Nana mengedarkan pandangan keseluruh penjuru kamar, setiap detail kamar sangat selaras dengan detail lainnya, "Arsiteknya niat banget ngga bohong," ia kemudian segera mandi dan bersiap-siap untuk makan malam bersama.
*****
Ketika tengah asik bercermin, Nana mendengar ada yang mengetuk pintu kamarnya. Ia beranjak dari kursi dan menuju ke pintu. Nana membukakan pintu, ternyata Devli.
"Kenapa kau tidak tiba-tiba muncul saja?" tanya Nana judes.
"Mana bisa, ini bukan rumah manusia tapi rumah seorang Ethudian. Aku tidak bisa sembarangan muncul seperti saat dibumi, lagipula aku ini masih punya sopan santun," oceh Devli.

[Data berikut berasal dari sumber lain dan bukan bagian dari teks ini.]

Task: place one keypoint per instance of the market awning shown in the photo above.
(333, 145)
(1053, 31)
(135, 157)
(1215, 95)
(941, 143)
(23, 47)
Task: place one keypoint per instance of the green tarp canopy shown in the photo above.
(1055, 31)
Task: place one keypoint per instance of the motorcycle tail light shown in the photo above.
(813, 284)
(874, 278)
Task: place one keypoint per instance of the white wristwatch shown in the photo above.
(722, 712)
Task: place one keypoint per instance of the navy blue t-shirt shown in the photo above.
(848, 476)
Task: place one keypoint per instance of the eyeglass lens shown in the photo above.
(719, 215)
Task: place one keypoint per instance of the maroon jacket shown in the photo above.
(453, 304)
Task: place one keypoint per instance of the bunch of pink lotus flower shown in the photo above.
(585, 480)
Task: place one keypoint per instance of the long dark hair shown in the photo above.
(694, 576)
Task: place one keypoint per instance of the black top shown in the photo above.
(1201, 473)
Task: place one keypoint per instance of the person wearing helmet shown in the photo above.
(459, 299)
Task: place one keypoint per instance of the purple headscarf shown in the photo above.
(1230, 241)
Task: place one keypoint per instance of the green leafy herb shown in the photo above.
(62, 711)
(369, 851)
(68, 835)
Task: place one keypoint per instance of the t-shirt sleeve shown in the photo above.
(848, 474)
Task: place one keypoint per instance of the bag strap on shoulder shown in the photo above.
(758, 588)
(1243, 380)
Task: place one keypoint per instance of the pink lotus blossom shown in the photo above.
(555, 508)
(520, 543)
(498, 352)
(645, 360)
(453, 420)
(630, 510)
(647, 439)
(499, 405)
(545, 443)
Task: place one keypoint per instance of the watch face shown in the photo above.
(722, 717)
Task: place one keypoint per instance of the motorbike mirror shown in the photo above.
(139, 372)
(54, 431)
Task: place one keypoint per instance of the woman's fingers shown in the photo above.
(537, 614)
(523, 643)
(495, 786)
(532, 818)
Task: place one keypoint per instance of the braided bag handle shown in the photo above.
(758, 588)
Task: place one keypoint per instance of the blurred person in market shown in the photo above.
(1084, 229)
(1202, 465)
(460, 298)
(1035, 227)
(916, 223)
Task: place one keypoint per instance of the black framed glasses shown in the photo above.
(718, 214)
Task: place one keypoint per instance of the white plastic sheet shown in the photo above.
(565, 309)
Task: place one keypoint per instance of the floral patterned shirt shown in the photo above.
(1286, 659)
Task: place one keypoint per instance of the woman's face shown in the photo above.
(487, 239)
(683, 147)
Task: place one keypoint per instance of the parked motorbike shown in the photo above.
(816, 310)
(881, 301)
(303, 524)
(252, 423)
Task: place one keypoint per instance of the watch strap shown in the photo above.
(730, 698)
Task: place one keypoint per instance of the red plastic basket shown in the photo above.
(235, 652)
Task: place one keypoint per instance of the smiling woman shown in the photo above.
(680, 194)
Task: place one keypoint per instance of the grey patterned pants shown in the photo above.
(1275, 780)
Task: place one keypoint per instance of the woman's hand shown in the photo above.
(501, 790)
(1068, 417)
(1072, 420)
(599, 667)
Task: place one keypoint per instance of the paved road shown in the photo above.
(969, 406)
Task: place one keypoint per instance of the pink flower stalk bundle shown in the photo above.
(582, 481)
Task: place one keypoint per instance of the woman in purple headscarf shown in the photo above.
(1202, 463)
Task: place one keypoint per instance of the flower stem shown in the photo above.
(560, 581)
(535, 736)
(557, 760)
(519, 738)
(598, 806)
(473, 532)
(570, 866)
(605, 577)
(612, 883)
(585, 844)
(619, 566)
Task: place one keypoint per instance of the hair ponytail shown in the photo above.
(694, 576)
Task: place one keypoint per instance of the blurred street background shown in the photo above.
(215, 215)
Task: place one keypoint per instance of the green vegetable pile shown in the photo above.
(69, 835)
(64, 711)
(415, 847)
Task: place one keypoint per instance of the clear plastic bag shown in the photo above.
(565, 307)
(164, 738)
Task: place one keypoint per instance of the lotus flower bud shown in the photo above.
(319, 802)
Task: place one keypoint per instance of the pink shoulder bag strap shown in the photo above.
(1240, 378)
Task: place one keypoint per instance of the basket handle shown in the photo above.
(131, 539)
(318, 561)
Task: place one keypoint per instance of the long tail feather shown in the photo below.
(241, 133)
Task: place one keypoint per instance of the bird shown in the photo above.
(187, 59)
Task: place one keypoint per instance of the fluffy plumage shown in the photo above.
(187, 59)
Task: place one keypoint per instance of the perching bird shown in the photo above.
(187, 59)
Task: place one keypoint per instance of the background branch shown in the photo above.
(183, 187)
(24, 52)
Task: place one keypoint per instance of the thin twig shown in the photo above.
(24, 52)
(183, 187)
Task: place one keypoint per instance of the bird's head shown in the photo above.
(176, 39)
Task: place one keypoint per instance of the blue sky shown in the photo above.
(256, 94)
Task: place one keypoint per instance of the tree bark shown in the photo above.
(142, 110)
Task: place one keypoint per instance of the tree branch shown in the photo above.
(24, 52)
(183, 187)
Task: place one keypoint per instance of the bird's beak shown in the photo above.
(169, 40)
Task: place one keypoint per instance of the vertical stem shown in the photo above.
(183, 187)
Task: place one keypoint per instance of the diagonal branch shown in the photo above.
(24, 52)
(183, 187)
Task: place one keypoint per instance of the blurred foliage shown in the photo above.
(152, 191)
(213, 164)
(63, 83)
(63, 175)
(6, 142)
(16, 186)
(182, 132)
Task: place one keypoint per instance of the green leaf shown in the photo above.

"Nyenyenye, terserah apa katamu. Ngomong-ngomong, kamu ngapain kesini?"
"Para petinggi sudah datang, Nyonya Miguelle memintaku untuk memanggilmu agar segera turun," ujar Devli. Nana mengerti, ia langsung menutup pintu kamarnya dan segera turun bersama Devli.

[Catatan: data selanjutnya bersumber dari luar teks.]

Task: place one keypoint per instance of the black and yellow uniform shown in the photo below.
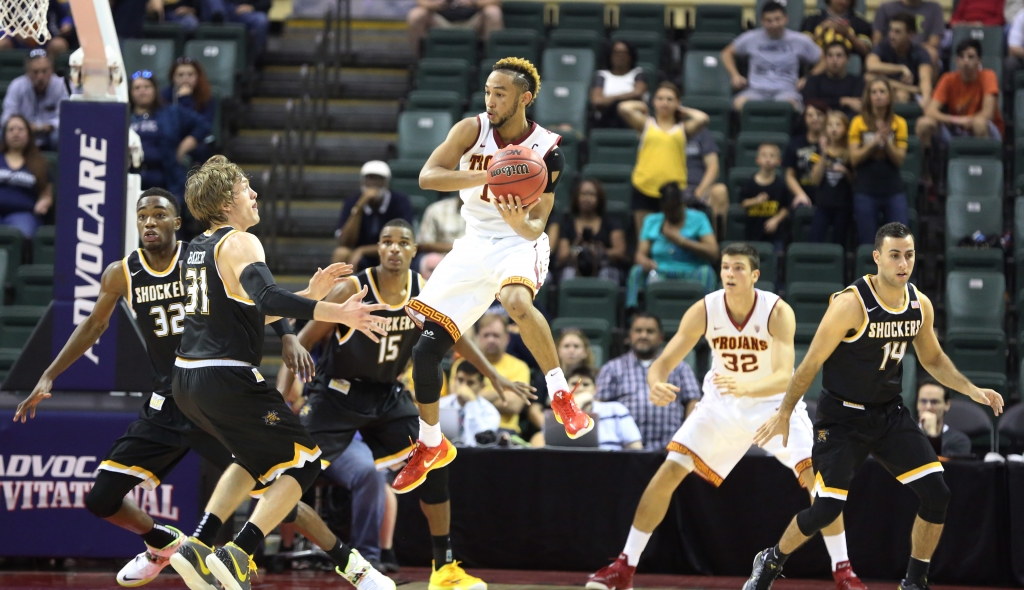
(155, 444)
(860, 411)
(217, 383)
(356, 384)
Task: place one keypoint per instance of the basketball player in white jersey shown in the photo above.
(504, 254)
(751, 336)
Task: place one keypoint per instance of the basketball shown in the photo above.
(518, 171)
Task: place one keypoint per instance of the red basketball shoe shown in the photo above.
(569, 415)
(846, 579)
(423, 460)
(617, 576)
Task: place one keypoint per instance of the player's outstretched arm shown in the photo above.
(845, 313)
(781, 325)
(439, 172)
(935, 361)
(113, 286)
(691, 328)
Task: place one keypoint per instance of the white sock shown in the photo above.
(837, 548)
(556, 381)
(430, 434)
(635, 545)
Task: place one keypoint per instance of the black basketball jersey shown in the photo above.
(866, 367)
(351, 356)
(218, 324)
(158, 300)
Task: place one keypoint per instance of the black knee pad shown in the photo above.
(427, 355)
(934, 495)
(109, 492)
(823, 512)
(434, 490)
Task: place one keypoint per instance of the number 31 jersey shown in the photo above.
(739, 350)
(158, 300)
(867, 366)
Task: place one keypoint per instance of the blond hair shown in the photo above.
(211, 187)
(523, 74)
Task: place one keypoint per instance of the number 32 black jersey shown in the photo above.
(866, 367)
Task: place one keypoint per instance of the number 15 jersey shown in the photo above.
(867, 366)
(739, 350)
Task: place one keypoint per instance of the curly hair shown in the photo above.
(211, 187)
(524, 75)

"Maaf aku terlambat," kata Nana dengan senyum manis diwajahnya.
Para petinggi sontak menoleh ke sumber suara, mereka terkejut melihat siapa yang berdiri. Seorang gadis kecil yang mengenakan gaun berwarna putih bersih selutut dengan renda bunga-bunga kecil. Rambut hitam mengkilap miliknya dikuncir ekor kuda, terlihat sangat cantik dan anggun.
Faila menghampiri Nana, "Wah, siapa gadis kecil yang sangat cantik ini? Aku baru melihatnya," candanya.
"Kak Failaaa, aku Nana! Masak nggak kenal?" protes Nana sambil manyun.
"Iya, kak Faila tau kok, kan cuma bercanda," Faila kemudian tertawa.
"Dasar Faila, suka sekali menggoda anak kecil," kata Zecher.
Faila menatap Zecher dengan tatapan sinis, ia kemudian menjulurkan lidahnya untuk mengejek Zecher, "Wleekk."
"Wah, kak Faila dan kak Zecher terlihat serasi ya," ucap Nana dengan senyum lebar.
"Nggak!" kata Faila dan Zecher bersamaan.
"Tuh kan, jawabnya aja bareng," goda Nana sambil cekikikan menahan tawa, "Jodoh ni," sambungnya.
"Hah?! Jodoh?! Eggak!!" jawab Faila dan Zecher bersamaan lagi.
"Nah, bareng lagi. Udah, kak Faila sama Kak Zecher itu emang jodoh," Nana tertawa puas bisa menggoda Faila dan Zecher.
"Kemari kau, anak nakal!" Faila gemas dengan Nana, ia lalu mengejarnya.
"Ibu, tolooong!! Kak Faila nakaaall!!" Nana berlari menjauhi Faila dan bersembunyi dibelakang Miguelle.
Miguelle langsung mengangkat jari telunjuknya, memberi tanda kepada Faila untuk berhenti mengejar Nana. "Dasar curang," gerutu Faila, Nana tersenyum dari balik tubuh Miguelle.
Miguelle kemudian mengajak para petinggi ke ruang makan untuk makan malam bersama. Berbagai macam makanan sudah tersedia diatas meja dan itu semua Bette yang menyiapkaknya seorang diri.
"Oh iya, Master Cleveracorn tidak datang?" tanya Miguelle sambil memotong daging steaknya.
"Tidak, dia bilang sedang sibuk," jawab Harry.
"Oh," sahut Miguelle pendek.
Makan malam berlangsung dengan seru, banyak candaan yang dilontarkan untuk memeriahkan acara makan bersama itu. Setelah selesai, para petinggi dan Miguelle berbincang-bincang melepas kerinduan. Sementara Nana hanya duduk diam karena kekenyangan.